Nu uit de ervaring van de eerste acht patiënten de haalbaarheid van de techniek is gebleken, gaan Van de Kelft en Gerraspine in een tweede fase uitzoeken of de patiënt er ook degelijk beter van wordt. Naast het AZ Nikolaas in Sint-Niklaas doen aan deze studie ook twee Duitse ziekenhuizen (Alfried Krupp Krankenhaus uit Essen, Schön-Klinikum uit Neustadt) en het Wellington Hospital in Londen mee. Vanaf september zal elk ziekenhuis twintig patiënten opereren met de nieuwe techniek. Als ook die resultaten meevallen, komt er een derde fase van het onderzoek, waarin de nieuwe techniek wordt vergeleken met de standaardtechnieken, om te kijken welke de beste resultaten geeft. ‘Dat gebeurt helaas veel te weinig in de chirurgie’, zegt Van de Kelft – tot op heden is niet duidelijk welke standaardtechniek de voorkeur heeft; vastzetten of een kunstmatige tussenwervelschijf plaatsen.

De intake voor de nieuwe experimentele ingrepen in Sint-Niklaas is nog niet begonnen – mensen met een acute rughernia kunnen meestal geen maanden op een operatie wachten. Ook zijn de kunstmatige facetgewrichten nog niet commercieel beschikbaar: alleen patiënten van wie uit rugscans blijkt dat hun facetgewrichten beschadigd zijn, komen straks in aanmerking voor een experimentele ingreep.

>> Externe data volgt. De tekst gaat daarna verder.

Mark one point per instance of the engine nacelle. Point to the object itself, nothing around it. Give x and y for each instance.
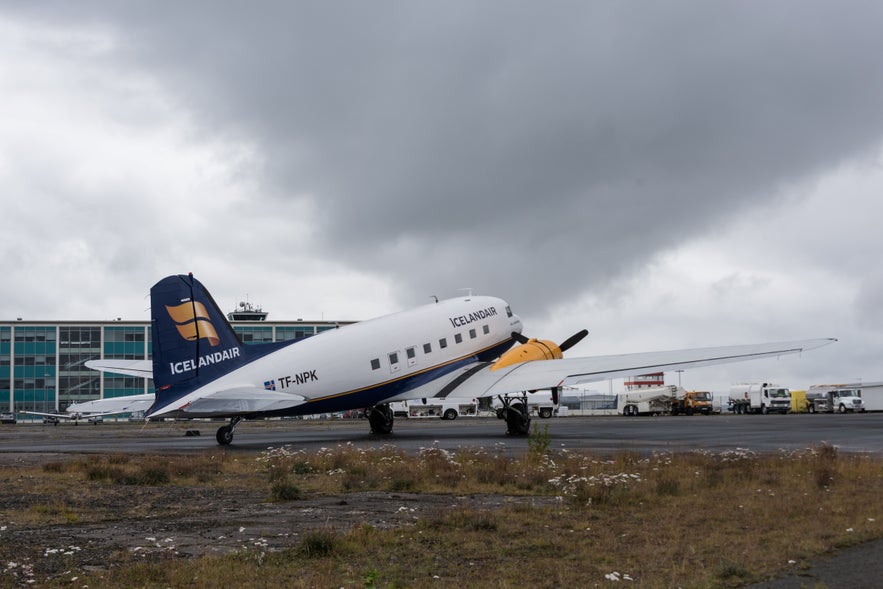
(532, 349)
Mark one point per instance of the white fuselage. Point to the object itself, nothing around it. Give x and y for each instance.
(396, 357)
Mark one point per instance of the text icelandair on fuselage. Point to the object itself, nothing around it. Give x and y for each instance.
(464, 320)
(207, 360)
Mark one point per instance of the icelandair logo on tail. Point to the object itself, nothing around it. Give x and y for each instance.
(193, 323)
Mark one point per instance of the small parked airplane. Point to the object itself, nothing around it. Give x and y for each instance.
(461, 347)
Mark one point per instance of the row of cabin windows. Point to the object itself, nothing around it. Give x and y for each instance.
(427, 347)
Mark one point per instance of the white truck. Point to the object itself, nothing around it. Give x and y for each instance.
(440, 408)
(828, 398)
(760, 397)
(648, 401)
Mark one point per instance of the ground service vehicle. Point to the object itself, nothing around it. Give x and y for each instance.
(821, 398)
(648, 401)
(759, 398)
(692, 402)
(432, 408)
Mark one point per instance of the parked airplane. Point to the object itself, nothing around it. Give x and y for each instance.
(453, 348)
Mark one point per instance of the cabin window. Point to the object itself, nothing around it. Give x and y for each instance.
(393, 362)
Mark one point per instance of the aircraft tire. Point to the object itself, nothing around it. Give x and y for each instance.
(381, 419)
(224, 435)
(517, 421)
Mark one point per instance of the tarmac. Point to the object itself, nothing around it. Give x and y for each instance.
(857, 567)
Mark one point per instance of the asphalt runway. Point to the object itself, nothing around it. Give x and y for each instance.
(853, 433)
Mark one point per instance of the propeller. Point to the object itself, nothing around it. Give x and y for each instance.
(573, 340)
(536, 349)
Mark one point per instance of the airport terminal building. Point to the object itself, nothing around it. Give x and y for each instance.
(42, 363)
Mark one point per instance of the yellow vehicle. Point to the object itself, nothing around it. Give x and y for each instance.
(692, 402)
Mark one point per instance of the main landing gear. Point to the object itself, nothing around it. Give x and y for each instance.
(516, 413)
(225, 432)
(380, 417)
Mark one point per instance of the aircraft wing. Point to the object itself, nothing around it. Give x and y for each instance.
(142, 368)
(545, 374)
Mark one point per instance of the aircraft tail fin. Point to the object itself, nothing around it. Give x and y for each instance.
(193, 343)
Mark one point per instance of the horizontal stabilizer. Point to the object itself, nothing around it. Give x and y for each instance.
(142, 368)
(234, 401)
(112, 405)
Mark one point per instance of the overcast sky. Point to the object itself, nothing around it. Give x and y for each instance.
(667, 175)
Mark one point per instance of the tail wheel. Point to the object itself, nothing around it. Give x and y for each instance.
(517, 420)
(225, 435)
(381, 419)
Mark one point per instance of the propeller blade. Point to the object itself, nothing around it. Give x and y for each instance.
(573, 340)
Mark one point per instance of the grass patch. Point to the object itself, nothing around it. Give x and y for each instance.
(689, 519)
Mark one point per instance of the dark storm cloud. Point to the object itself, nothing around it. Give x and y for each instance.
(503, 145)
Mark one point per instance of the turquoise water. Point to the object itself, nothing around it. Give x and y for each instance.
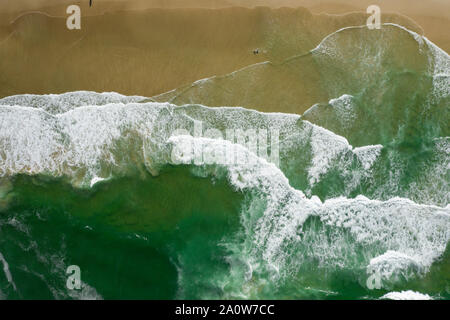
(354, 188)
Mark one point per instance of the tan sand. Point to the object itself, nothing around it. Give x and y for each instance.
(150, 51)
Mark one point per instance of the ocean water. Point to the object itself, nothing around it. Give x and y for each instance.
(354, 206)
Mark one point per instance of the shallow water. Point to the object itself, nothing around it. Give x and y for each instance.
(356, 188)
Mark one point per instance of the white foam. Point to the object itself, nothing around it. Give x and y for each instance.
(6, 271)
(406, 295)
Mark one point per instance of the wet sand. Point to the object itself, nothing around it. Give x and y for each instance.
(155, 46)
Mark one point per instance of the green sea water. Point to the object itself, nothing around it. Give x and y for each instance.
(360, 189)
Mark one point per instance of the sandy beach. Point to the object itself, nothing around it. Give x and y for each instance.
(151, 47)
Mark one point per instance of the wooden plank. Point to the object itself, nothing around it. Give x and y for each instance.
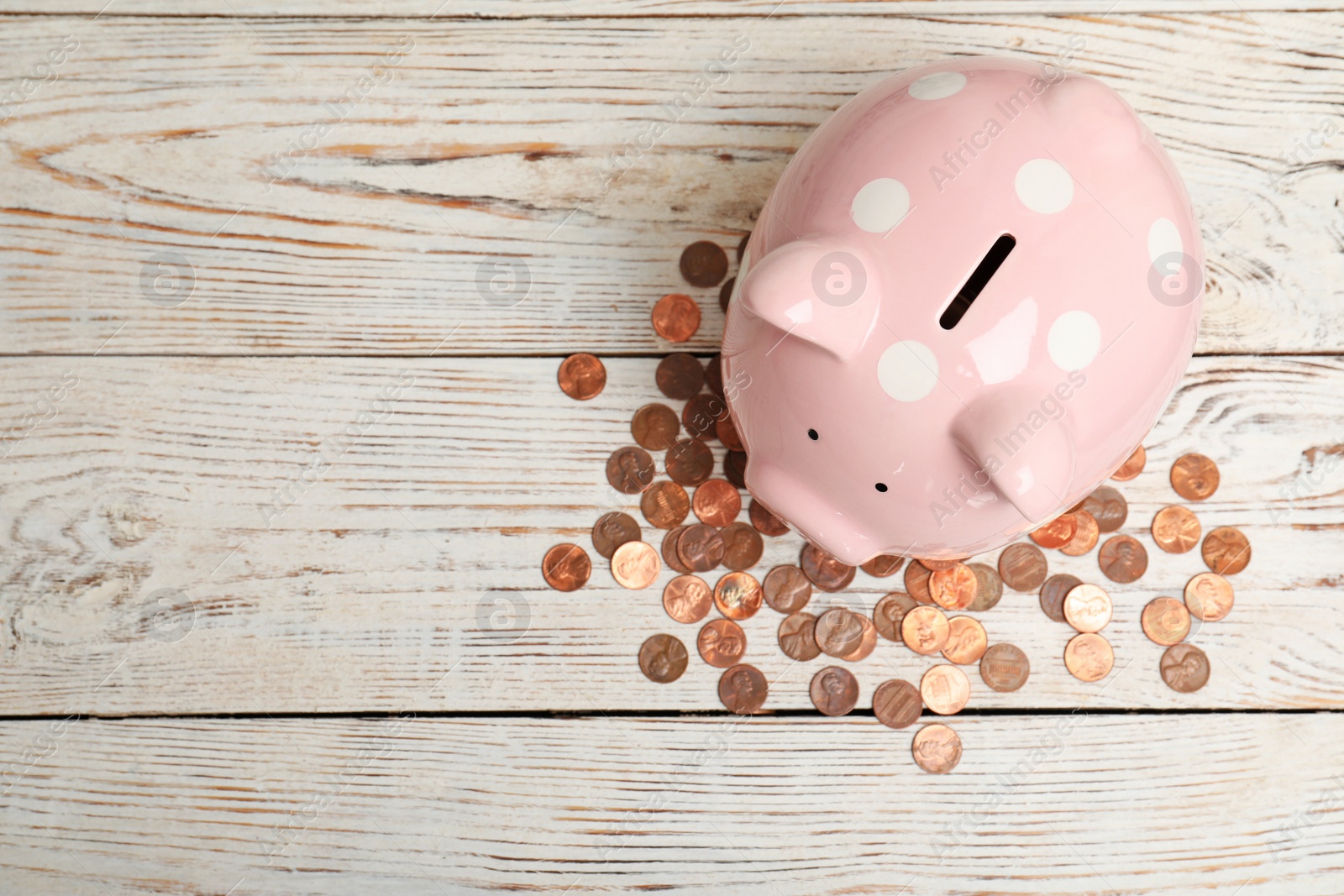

Van de Kelft zegt niet op een toestroom van patiënten te zitten wachten, als de kunstgewrichtjes waarmee hij pioniert straks alle reguleringshorden hebben gepasseerd en op de vrije markt komen – dat duurt overigens nog wel een paar jaar. ‘Ik heb werk genoeg.’ De techniek aan de collega’s doorleren wil hij daarentegen graag. Doet hij ook al, met het oog op de vervolgtests in de buitenlandse centra, later dit jaar.

Dat doorleren gebeurt niet op echte patiënten, en al evenmin in Sint-Niklaas: de buitenlandse collega’s komen bij Van de Kelft op ‘kadavercursus’ in Boedapest. ‘Daar kost een lijk nog geen duizend euro’, verklaart Van de Kelft de locatie. ‘In Gent betaal je twaalfduizend euro voor alléén een rug, die je dan maar een dag mag houden. Voor het prijsverschil kun je wel een paar chirurgen naar Hongarije vliegen.’